Zero-copy: transferTo

On Linux this maps to sendfile(2) - data never enters JVM heap:

src.transferTo(0, src.size(), dst);  // OS copies directly

Memory-mapped files

MappedByteBuffer mbb = fc.map(FileChannel.MapMode.READ_ONLY, 0, fc.size());
// mbb behaves like a ByteBuffer backed by the file's OS page cache
byte b = mbb.get(offset);  // random access without read() call

Source Files

File What it covers
ClassicIODemo.java BufferedReader/Writer, byte streams, in-memory streams, StreamTokenizer, PrintWriter
NioFilesDemo.java Path ops, Files read/write, directory walking, file attributes, temp files
SerializationDemo.java Serializable, transient, serialVersionUID, custom hooks, Externalizable, ObjectInputFilter
NioChannelsDemo.java ByteBuffer lifecycle, FileChannel, zero-copy transferTo, memory-mapped files, Pipe

Common Mistakes

java.io.File.delete() returns false silently.
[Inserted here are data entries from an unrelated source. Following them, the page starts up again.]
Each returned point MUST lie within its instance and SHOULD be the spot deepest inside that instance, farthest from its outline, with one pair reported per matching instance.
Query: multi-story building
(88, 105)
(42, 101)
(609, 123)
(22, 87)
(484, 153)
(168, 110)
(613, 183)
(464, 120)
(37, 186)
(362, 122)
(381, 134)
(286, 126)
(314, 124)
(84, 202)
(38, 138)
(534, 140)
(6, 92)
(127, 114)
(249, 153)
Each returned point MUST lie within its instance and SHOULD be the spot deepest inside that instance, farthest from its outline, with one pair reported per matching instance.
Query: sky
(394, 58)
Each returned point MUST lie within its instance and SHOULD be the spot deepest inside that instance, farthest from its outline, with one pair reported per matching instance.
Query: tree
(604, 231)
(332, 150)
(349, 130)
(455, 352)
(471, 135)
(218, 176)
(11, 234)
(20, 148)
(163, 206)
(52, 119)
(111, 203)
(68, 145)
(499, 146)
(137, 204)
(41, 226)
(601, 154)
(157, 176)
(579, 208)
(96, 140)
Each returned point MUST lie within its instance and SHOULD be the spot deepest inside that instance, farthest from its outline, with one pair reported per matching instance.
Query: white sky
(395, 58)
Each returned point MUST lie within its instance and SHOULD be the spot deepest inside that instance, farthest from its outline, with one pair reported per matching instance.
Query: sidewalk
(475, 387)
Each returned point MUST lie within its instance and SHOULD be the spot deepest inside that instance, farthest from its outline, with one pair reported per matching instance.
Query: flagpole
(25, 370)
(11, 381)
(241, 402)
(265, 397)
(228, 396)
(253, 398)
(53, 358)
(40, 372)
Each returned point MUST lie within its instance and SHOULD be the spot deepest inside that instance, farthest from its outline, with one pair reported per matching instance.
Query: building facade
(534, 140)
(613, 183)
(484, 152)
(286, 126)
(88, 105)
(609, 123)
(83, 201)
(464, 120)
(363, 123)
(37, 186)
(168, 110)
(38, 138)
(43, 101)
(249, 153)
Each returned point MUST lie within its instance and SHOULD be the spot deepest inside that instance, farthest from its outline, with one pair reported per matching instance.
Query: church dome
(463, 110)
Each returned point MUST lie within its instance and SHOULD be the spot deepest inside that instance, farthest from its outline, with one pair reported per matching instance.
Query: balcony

Use Files.delete(path) which throws IOException on failure so you never miss a deletion error.

Forgetting to flush a BufferedWriter. try-with-resources calls close() which flushes, but if you hold the writer open and don’t call flush(), data stays in the buffer.

Prefer Files.readAllLines for small files, Files.lines for large ones. readAllLines loads everything into memory; Files.lines is lazy but must be closed.